A panel of speakers discussed how the opioid crisis developed, how addiction impacts many, and the road to recovery. Along the sides of the room were tables for community groups who provided information on support services.
The panel was moderated by Mary Jane Knox, Advisor to the Quincy College Addiction Awareness Club.
“This event is to make awareness throughout the college — for one, because that is my ultimate goal — but throughout the communities of Quincy, Weymouth, Boston, because a lot of our students come from those areas,” said Knox. “A lot of are students are into this recovery, they have different family members, if not themselves that are involved in addiction.”
Eight years earlier, Knox started with the program as a student when she told her own story of facing addiction.
Kaitlyn, a Substance Abuse Counseling Major at Quincy College, told her story of battling addiction.
“The lowest point for me, I was living on the streets, I had no money. I had one pair of clothes, and I hadn’t showered in weeks.” said Kaitlyn. “I just wanted to die, and my lowest point, there was just nothing. I had no feelings, no emotions at all.”

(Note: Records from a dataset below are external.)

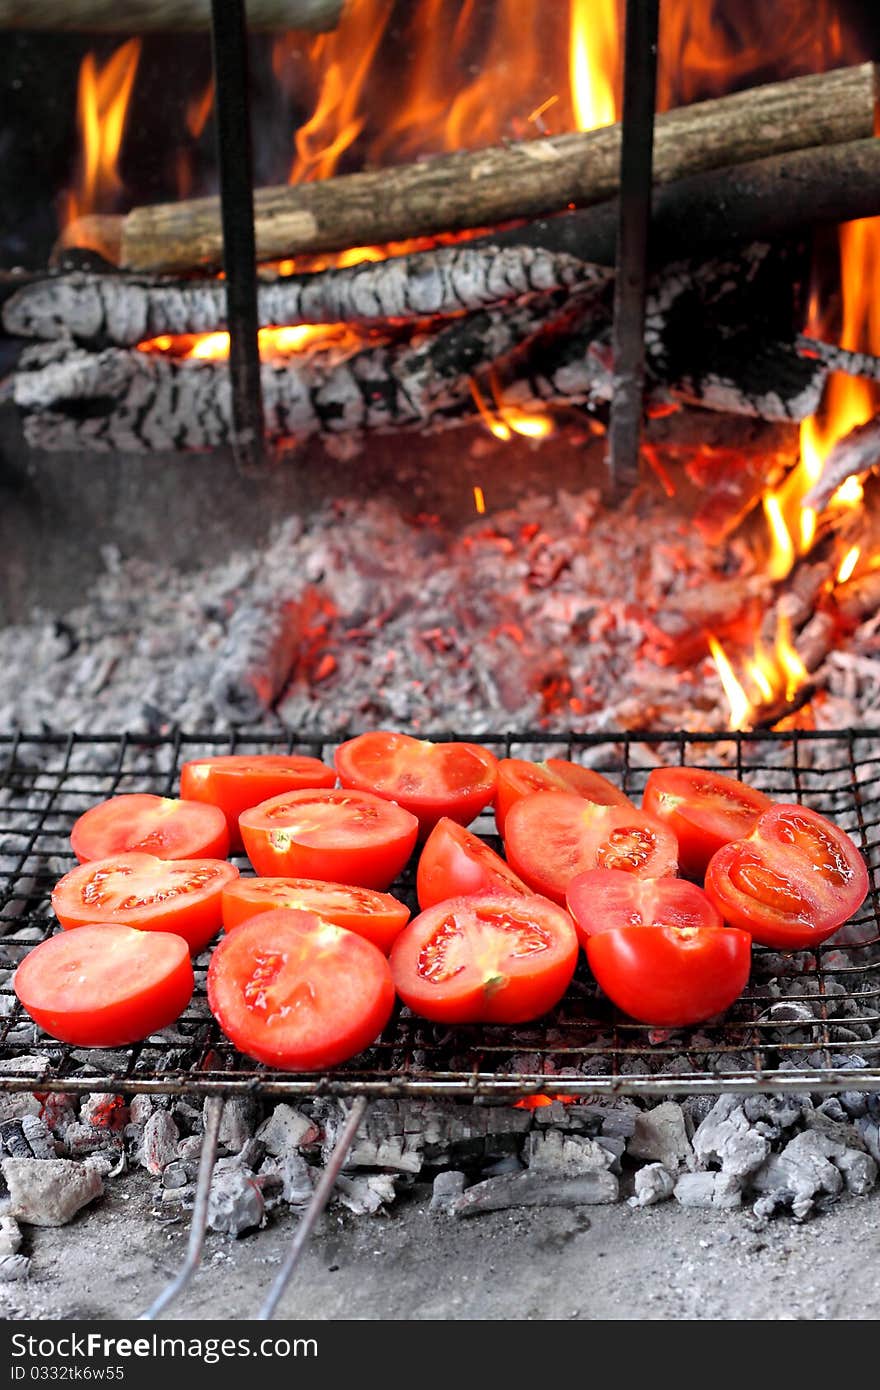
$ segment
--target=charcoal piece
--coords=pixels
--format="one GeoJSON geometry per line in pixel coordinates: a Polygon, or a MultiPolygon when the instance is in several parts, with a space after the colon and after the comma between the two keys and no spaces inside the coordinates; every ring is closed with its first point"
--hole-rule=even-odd
{"type": "MultiPolygon", "coordinates": [[[[880,375],[880,373],[878,373],[880,375]]],[[[830,502],[841,483],[847,478],[862,477],[880,464],[880,415],[863,425],[857,425],[838,440],[822,464],[818,482],[814,483],[803,500],[804,507],[819,512],[830,502]]]]}
{"type": "MultiPolygon", "coordinates": [[[[658,1202],[666,1202],[675,1190],[675,1178],[662,1163],[646,1163],[636,1169],[634,1179],[635,1196],[631,1203],[637,1207],[653,1207],[658,1202]]],[[[713,1189],[714,1190],[714,1189],[713,1189]]]]}
{"type": "Polygon", "coordinates": [[[31,1226],[64,1226],[104,1191],[91,1164],[69,1158],[6,1158],[2,1168],[10,1215],[31,1226]]]}
{"type": "Polygon", "coordinates": [[[261,1224],[264,1211],[263,1194],[254,1173],[237,1166],[215,1169],[208,1197],[208,1226],[212,1231],[243,1235],[261,1224]]]}
{"type": "Polygon", "coordinates": [[[276,1158],[315,1144],[318,1137],[317,1125],[285,1102],[276,1105],[257,1130],[257,1138],[265,1144],[267,1152],[276,1158]]]}
{"type": "Polygon", "coordinates": [[[30,1268],[31,1262],[27,1255],[0,1255],[0,1280],[4,1283],[27,1279],[30,1268]]]}
{"type": "Polygon", "coordinates": [[[457,1197],[464,1192],[465,1175],[457,1168],[446,1168],[438,1173],[431,1189],[428,1210],[448,1213],[452,1211],[457,1197]]]}
{"type": "Polygon", "coordinates": [[[511,1207],[581,1207],[616,1202],[617,1178],[607,1169],[577,1177],[555,1177],[527,1170],[508,1177],[488,1178],[469,1187],[452,1206],[454,1216],[479,1216],[484,1211],[511,1207]]]}
{"type": "Polygon", "coordinates": [[[721,1096],[696,1130],[694,1153],[704,1166],[717,1162],[724,1173],[744,1178],[759,1168],[770,1144],[746,1119],[738,1096],[721,1096]]]}
{"type": "Polygon", "coordinates": [[[674,1196],[682,1207],[725,1210],[742,1205],[742,1185],[733,1173],[682,1173],[674,1196]]]}
{"type": "Polygon", "coordinates": [[[154,1110],[144,1126],[143,1147],[140,1161],[148,1173],[158,1177],[169,1163],[177,1157],[180,1135],[177,1125],[167,1110],[154,1110]]]}
{"type": "Polygon", "coordinates": [[[631,1158],[656,1161],[671,1173],[690,1167],[693,1149],[681,1106],[674,1100],[666,1100],[651,1110],[642,1111],[636,1117],[626,1149],[631,1158]]]}
{"type": "Polygon", "coordinates": [[[265,1159],[260,1167],[260,1176],[277,1179],[282,1200],[289,1206],[302,1207],[311,1200],[319,1172],[306,1163],[302,1154],[288,1150],[265,1159]]]}
{"type": "Polygon", "coordinates": [[[0,1216],[0,1256],[17,1255],[21,1249],[21,1231],[13,1216],[0,1216]]]}
{"type": "Polygon", "coordinates": [[[374,1216],[381,1207],[390,1206],[397,1190],[390,1174],[371,1173],[366,1178],[337,1178],[333,1196],[355,1216],[374,1216]]]}
{"type": "Polygon", "coordinates": [[[253,1096],[230,1096],[224,1101],[217,1135],[221,1151],[240,1153],[253,1135],[256,1120],[257,1102],[253,1096]]]}
{"type": "Polygon", "coordinates": [[[562,1134],[555,1129],[533,1131],[526,1156],[530,1173],[567,1177],[605,1172],[616,1157],[595,1139],[583,1134],[562,1134]]]}

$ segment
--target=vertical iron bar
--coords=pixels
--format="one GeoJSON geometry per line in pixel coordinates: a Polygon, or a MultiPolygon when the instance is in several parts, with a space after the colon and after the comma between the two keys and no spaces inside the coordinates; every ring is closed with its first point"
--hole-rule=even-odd
{"type": "Polygon", "coordinates": [[[626,0],[609,438],[611,486],[618,495],[635,486],[639,471],[659,10],[660,0],[626,0]]]}
{"type": "Polygon", "coordinates": [[[251,473],[259,470],[265,453],[257,337],[257,251],[245,0],[211,0],[211,42],[229,325],[233,450],[239,468],[251,473]]]}

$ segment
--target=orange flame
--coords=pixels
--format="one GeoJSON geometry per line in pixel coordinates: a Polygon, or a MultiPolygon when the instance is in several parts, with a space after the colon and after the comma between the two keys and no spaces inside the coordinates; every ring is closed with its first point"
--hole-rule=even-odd
{"type": "Polygon", "coordinates": [[[576,128],[611,125],[617,120],[620,65],[616,0],[571,0],[568,62],[576,128]]]}
{"type": "Polygon", "coordinates": [[[707,634],[709,651],[727,698],[731,729],[751,728],[762,707],[772,707],[783,700],[792,704],[809,681],[810,673],[792,642],[791,622],[781,609],[777,611],[776,624],[772,655],[757,636],[751,658],[743,663],[744,680],[734,671],[718,639],[707,634]]]}
{"type": "Polygon", "coordinates": [[[103,66],[87,53],[79,70],[76,121],[80,167],[76,187],[64,197],[63,220],[112,211],[122,191],[118,160],[134,86],[140,39],[129,39],[103,66]]]}
{"type": "MultiPolygon", "coordinates": [[[[362,340],[346,323],[294,324],[286,328],[261,328],[263,361],[293,357],[297,353],[327,347],[357,347],[362,340]]],[[[159,353],[180,361],[223,362],[229,356],[228,333],[163,333],[138,343],[139,352],[159,353]]]]}

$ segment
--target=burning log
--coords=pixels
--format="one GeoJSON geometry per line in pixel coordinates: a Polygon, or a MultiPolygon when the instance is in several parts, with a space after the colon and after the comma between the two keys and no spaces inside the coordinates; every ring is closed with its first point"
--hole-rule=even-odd
{"type": "MultiPolygon", "coordinates": [[[[345,0],[248,0],[249,29],[335,29],[345,0]]],[[[144,34],[211,27],[210,0],[0,0],[0,29],[144,34]]]]}
{"type": "MultiPolygon", "coordinates": [[[[524,295],[601,286],[610,272],[540,247],[439,247],[342,270],[261,284],[258,314],[269,324],[387,322],[460,314],[524,295]]],[[[18,290],[3,308],[7,333],[73,338],[92,347],[134,347],[162,334],[226,327],[219,280],[163,281],[76,272],[18,290]]]]}
{"type": "Polygon", "coordinates": [[[838,610],[851,623],[861,623],[880,610],[880,570],[869,570],[839,584],[835,591],[838,610]]]}
{"type": "MultiPolygon", "coordinates": [[[[658,116],[654,181],[873,134],[870,63],[755,87],[658,116]]],[[[258,189],[257,255],[343,250],[586,207],[618,191],[620,126],[469,151],[323,182],[258,189]]],[[[76,239],[75,225],[67,237],[76,239]]],[[[217,198],[93,219],[89,244],[132,270],[215,268],[217,198]],[[94,241],[95,234],[100,242],[94,241]]]]}
{"type": "MultiPolygon", "coordinates": [[[[861,358],[863,354],[854,353],[852,356],[861,358]]],[[[845,483],[847,478],[860,477],[877,464],[880,464],[880,415],[875,415],[864,425],[857,425],[838,440],[822,465],[819,481],[807,493],[803,505],[821,511],[841,483],[845,483]]]]}

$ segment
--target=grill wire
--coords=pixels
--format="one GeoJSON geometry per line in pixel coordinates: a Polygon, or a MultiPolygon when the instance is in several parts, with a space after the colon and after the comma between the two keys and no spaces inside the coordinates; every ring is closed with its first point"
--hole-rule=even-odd
{"type": "MultiPolygon", "coordinates": [[[[467,737],[451,733],[436,738],[467,737]]],[[[460,1097],[474,1100],[721,1090],[880,1089],[880,736],[870,731],[484,737],[498,756],[573,758],[640,799],[660,763],[714,768],[777,800],[802,801],[849,831],[872,871],[859,913],[809,951],[756,948],[743,997],[710,1025],[675,1031],[626,1019],[583,961],[566,997],[518,1028],[446,1028],[398,1007],[381,1039],[322,1075],[273,1072],[242,1056],[211,1018],[209,952],[179,1023],[144,1043],[73,1048],[41,1033],[12,991],[12,971],[58,930],[49,895],[75,863],[69,833],[89,806],[122,792],[175,794],[180,764],[212,753],[304,752],[332,761],[338,740],[287,734],[0,736],[0,1088],[177,1095],[251,1093],[460,1097]]],[[[473,829],[494,847],[494,822],[473,829]]],[[[243,872],[247,861],[237,859],[243,872]]],[[[411,867],[392,888],[415,908],[411,867]]]]}

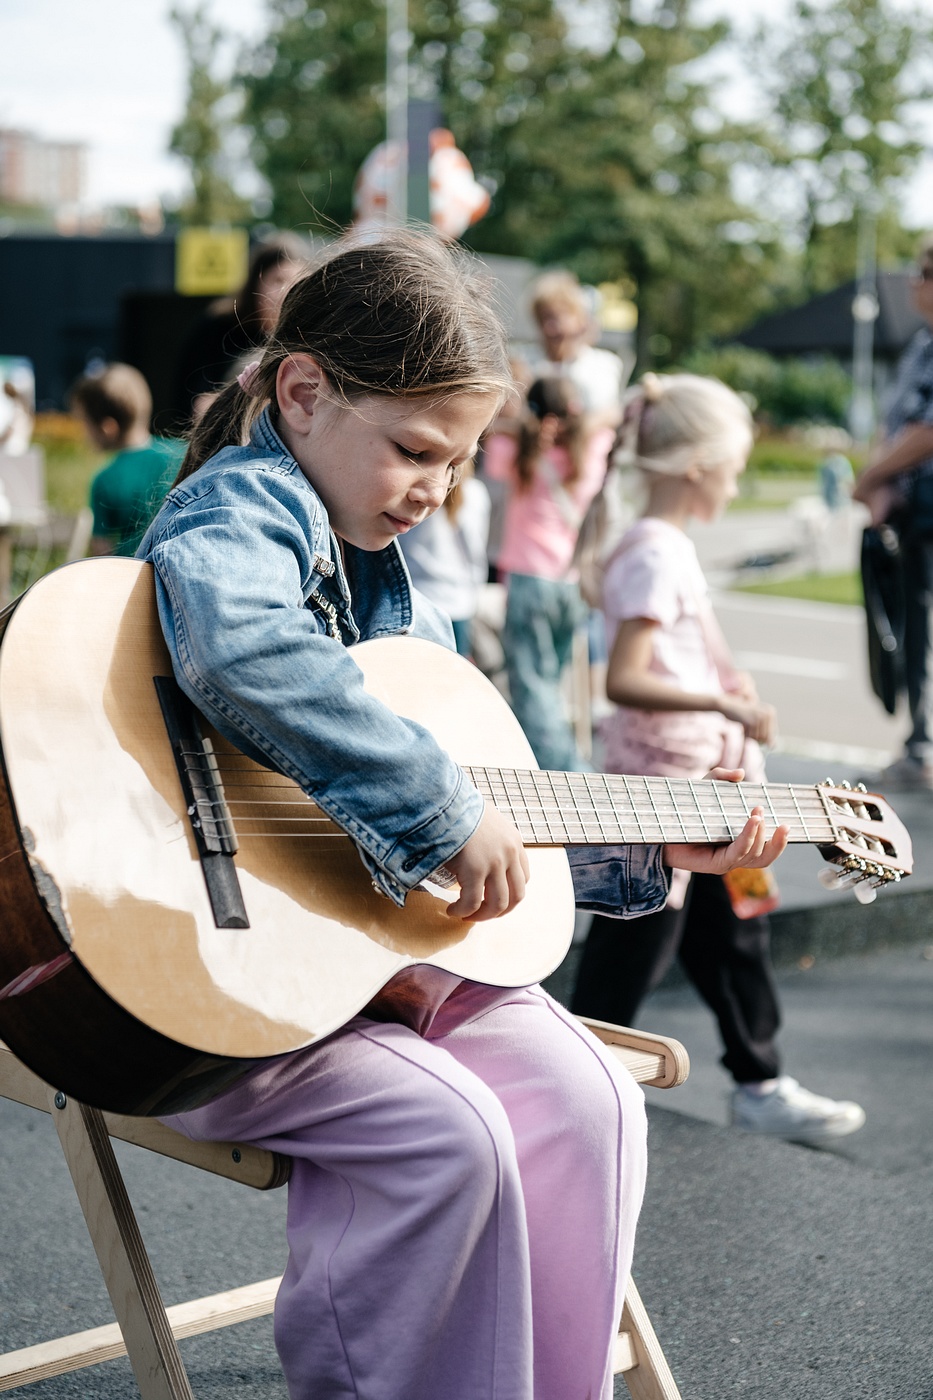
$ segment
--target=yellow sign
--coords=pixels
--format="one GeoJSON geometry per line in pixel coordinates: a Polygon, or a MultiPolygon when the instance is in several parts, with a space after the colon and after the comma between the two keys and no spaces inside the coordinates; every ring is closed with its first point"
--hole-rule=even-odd
{"type": "Polygon", "coordinates": [[[633,331],[638,325],[638,307],[631,300],[633,283],[601,282],[599,284],[599,324],[607,331],[633,331]]]}
{"type": "Polygon", "coordinates": [[[244,228],[183,228],[175,240],[175,290],[217,297],[246,281],[249,234],[244,228]]]}

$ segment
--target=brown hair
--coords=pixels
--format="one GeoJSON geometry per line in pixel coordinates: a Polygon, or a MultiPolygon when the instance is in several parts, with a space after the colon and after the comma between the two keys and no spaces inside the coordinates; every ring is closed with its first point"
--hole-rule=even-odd
{"type": "Polygon", "coordinates": [[[105,365],[97,373],[83,374],[72,388],[68,401],[95,427],[105,418],[112,418],[120,429],[117,446],[131,429],[148,428],[152,417],[149,385],[132,365],[115,363],[105,365]]]}
{"type": "Polygon", "coordinates": [[[376,243],[341,239],[289,288],[247,387],[229,384],[196,424],[179,481],[246,441],[270,400],[276,411],[279,366],[295,354],[313,355],[345,404],[365,394],[501,402],[512,382],[490,283],[468,254],[408,230],[376,243]]]}
{"type": "Polygon", "coordinates": [[[222,316],[235,312],[240,325],[249,332],[254,342],[259,342],[264,336],[259,298],[263,277],[270,268],[279,267],[282,263],[307,265],[311,256],[310,243],[299,234],[290,233],[287,229],[270,234],[250,254],[246,281],[240,290],[232,297],[221,297],[213,302],[209,314],[222,316]]]}
{"type": "Polygon", "coordinates": [[[570,472],[565,486],[572,486],[583,470],[583,450],[586,445],[586,421],[580,411],[580,396],[569,379],[536,379],[526,397],[528,412],[522,419],[518,434],[518,455],[515,473],[518,489],[527,491],[535,479],[541,456],[541,420],[548,415],[560,419],[554,439],[570,458],[570,472]]]}

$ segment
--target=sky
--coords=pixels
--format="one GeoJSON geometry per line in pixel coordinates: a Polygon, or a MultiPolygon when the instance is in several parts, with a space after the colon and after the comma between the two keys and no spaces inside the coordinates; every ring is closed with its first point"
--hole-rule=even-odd
{"type": "MultiPolygon", "coordinates": [[[[743,0],[741,14],[773,17],[782,3],[743,0]]],[[[172,0],[0,0],[0,126],[86,142],[91,206],[185,192],[185,167],[166,149],[185,99],[171,8],[172,0]]],[[[244,42],[262,33],[263,0],[212,0],[212,12],[244,42]]],[[[735,18],[731,0],[702,0],[704,17],[730,12],[735,18]]],[[[751,92],[734,74],[730,105],[741,109],[751,92]]],[[[933,109],[929,130],[933,148],[933,109]]],[[[905,215],[908,225],[933,227],[933,155],[905,215]]]]}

“What helped me out was that I knew that there was a way out, I just had to be willing to take the steps to do the right thing.”
Kaitlyn is using her experience to help others.
“I want to be able to help kids be aware of addiction and be able to overcome their addiction and achieve their dreams — like I did,” said Kaitlyn. “But if I’d known earlier, I would have done it sooner.”
Speakers on the panel also included State Senator John Keenan from the Norfolk and Plymouth District, Father James Hawker of the Quincy College Board of Governors, Lieutenant Detective Commander Patrick Glynn of the Quincy Police Department, Celine Cannon from the Gavin Foundation, and representatives from the Mayor’s Office in Boston and Quincy. Senator Keenan, the Vice Chair of the Senate Substance Abuse Committee, talked about steps that were taken through legislature to curtail the opioid crisis.
“Still a lot of work to be done,” said Senator Keenan. “Massachusetts is certainly on the forefront, from a national standpoint. Much of what we do is becoming national models, but there is so much more to do.”
The prevailing theme was to care for those who are struggling.
“There is hope. Yes, there are people are dying out there, but give yourself a chance — there’s hope, you can come out of this, ” said Knox. “We just want to make it aware that you don’t have to die from this stuff. You don’t have to die from any disease. There’s people here at this college, in this community, in the state senate that are willing to fight for you — to give you that hope.”
The Quincy College Addiction Awareness Club plans to hold another Symposium in April.